Pai transfere R$ 75 mil ao filho e anos depois surge disputa entre irmãos sobre doação ou empréstimo - imagem ilustrativa

Roberto transferiu R$ 75 mil para o filho quando ele precisava completar o valor para comprar um imóvel. A família sabia da ajuda, mas ninguém registrou se o dinheiro deveria ser devolvido ou se seria definitivo. Anos depois, durante a divisão dos bens entre os irmãos, surgiu a pergunta que nunca havia sido respondida: aqueles R$ 75 mil eram empréstimo ou doação? O cenário é fictício, mas revela como uma transferência familiar pode repercutir muito tempo depois.

Como R$ 75 mil foram transferidos sem que a família definisse o que o dinheiro representava?

Roberto queria ajudar o filho a concluir a compra da casa e fez uma transferência bancária diretamente para ele. Não houve contrato de empréstimo, instrumento de doação ou documento dizendo que o valor seria descontado futuramente da herança. Naquele momento, a confiança familiar pareceu suficiente para resolver a questão.

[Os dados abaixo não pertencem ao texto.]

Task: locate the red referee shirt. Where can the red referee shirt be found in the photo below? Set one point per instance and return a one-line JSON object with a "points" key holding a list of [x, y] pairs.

Os anos passaram e o filho permaneceu com o imóvel. Somente quando os irmãos começaram a discutir a divisão patrimonial é que a antiga transferência ganhou importância. Um lado dizia que o dinheiro deveria ter sido devolvido; outro sustentava que o pai havia simplesmente ajudado um dos filhos a comprar a casa.

Pai transfere R$ 75 mil para ajudar filho a comprar imóvel, nunca registra se valor era empréstimo ou doação e discussão começa anos depois durante divisão de bens entre os irmãos
Pai transfere R$ 75 mil ao filho e anos depois surge disputa entre irmãos sobre doação ou empréstimo – imagem ilustrativa

O que muda quando todos reconhecem a transferência, mas ninguém concorda sobre sua finalidade?

O comprovante bancário pode demonstrar que R$ 75 mil efetivamente foram transferidos, mas não necessariamente esclarece por que o pagamento ocorreu. Para diferenciar empréstimo de doação, podem ser relevantes conversas, declarações, cobranças posteriores, registros fiscais e o comportamento adotado pelo pai e pelo filho depois da entrega.

Essa distinção altera toda a discussão. Se havia obrigação de devolver, existe uma relação diferente daquela em que o pai pretendia transferir definitivamente o dinheiro. Se foi uma liberalidade, ainda é necessário avaliar qual impacto aquela doação produz na futura divisão entre os herdeiros.

Pai transfere R$ 75 mil para ajudar filho a comprar imóvel, nunca registra se valor era empréstimo ou doação e discussão começa anos depois durante divisão de bens entre os irmãos
Pai transfere R$ 75 mil ao filho e anos depois surge disputa entre irmãos sobre doação ou empréstimo – imagem ilustrativa

O que acontece se os R$ 75 mil eram empréstimo ou se eram uma doação ao filho?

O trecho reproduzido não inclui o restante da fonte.